I probably see new OLEDB at least once a week.

ADO.NET is extremely popular still. I'd argue that its the most popular way to
get data in the MS stack to this very day.

Hailstorm didn't go poof, it was never released. Passport actually still lives
on to this day, but is called Windows Live ID. VB6 is the only one on your
list that I'd legitimately say isn't really used much, but that line of VB
lived for 11 years -- that's not exactly a short lifespan -- it may well out
live Java :-)

And WPF doesn't appear to be on the verge of going anywhere. Visual Studio was
just rewritten with it. Their designer tool, Blend, is written in it. They
just built their new IDE for business apps with it. If you saw at PDC they
announced support for fixing Airspace issues (a huge engineering task), SL
support, improved threading, integrating new controls, among other things.

Next?

------
contextfree
this has been clear for a while. Ballmer said as much at a recent financial
analysts' meeting: [http://decav.com/blogs/andre/archive/2010/10/27/ballmer-
micr...](http://decav.com/blogs/andre/archive/2010/10/27/ballmer-microsoft-s-
strategic-ria-platform-is-html5.aspx)

"Interviewer: "HTML or Silverlight, what is Microsoft's lead strategy for
developing rich internet applications?

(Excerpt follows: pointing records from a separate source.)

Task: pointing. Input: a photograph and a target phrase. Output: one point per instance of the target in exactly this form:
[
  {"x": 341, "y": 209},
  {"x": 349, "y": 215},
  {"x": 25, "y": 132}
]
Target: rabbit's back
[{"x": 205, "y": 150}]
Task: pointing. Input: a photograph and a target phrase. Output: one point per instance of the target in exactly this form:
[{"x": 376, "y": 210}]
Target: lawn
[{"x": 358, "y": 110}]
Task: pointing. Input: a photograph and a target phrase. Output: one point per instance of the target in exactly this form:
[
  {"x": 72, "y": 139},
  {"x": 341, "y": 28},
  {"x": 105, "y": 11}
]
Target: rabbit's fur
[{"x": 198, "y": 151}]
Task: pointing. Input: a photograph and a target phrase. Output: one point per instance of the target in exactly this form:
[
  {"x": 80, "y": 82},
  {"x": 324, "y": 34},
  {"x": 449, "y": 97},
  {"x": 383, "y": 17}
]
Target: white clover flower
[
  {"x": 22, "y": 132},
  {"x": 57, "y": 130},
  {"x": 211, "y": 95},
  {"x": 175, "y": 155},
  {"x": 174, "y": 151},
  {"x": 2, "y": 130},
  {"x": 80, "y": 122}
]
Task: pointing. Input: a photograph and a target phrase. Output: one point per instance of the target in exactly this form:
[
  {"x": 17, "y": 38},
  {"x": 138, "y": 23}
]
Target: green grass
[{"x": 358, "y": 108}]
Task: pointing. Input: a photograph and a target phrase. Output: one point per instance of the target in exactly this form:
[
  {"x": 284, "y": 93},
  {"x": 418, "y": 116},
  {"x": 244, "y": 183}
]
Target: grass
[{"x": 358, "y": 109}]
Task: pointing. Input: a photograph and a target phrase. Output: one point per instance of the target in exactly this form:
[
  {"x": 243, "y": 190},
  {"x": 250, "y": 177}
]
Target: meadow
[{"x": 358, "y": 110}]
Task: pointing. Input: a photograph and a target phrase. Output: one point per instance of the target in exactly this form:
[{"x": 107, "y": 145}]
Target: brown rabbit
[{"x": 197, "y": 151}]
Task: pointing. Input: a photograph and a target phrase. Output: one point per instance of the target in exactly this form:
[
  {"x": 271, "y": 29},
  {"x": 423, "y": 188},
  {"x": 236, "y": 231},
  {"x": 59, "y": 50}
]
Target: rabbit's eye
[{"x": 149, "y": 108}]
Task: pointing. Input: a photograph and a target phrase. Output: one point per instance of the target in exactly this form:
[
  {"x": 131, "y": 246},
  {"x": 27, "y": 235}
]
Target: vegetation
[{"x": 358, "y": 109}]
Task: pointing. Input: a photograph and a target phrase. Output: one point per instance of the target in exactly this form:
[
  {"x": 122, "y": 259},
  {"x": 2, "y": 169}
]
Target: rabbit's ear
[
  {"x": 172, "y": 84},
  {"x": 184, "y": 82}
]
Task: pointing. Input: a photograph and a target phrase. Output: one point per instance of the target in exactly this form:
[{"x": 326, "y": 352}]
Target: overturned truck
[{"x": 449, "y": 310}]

Silverlight, HTML5, or acquiring
Adobe?"

Ballmer: "If you want to do something that is universal, there is no question,
the world is going HTML5... The world is just pushing down that HTML5 path,
and so are we... What we've really done [with Silverlight] in very good ways
is to repurpose it as an important part of the client platform, so yes, you
will embrace HTML5, but it's also clear people want client apps... So we're
dedicated to Silverlight, but with a little different concept, and we're
embracing HTML5."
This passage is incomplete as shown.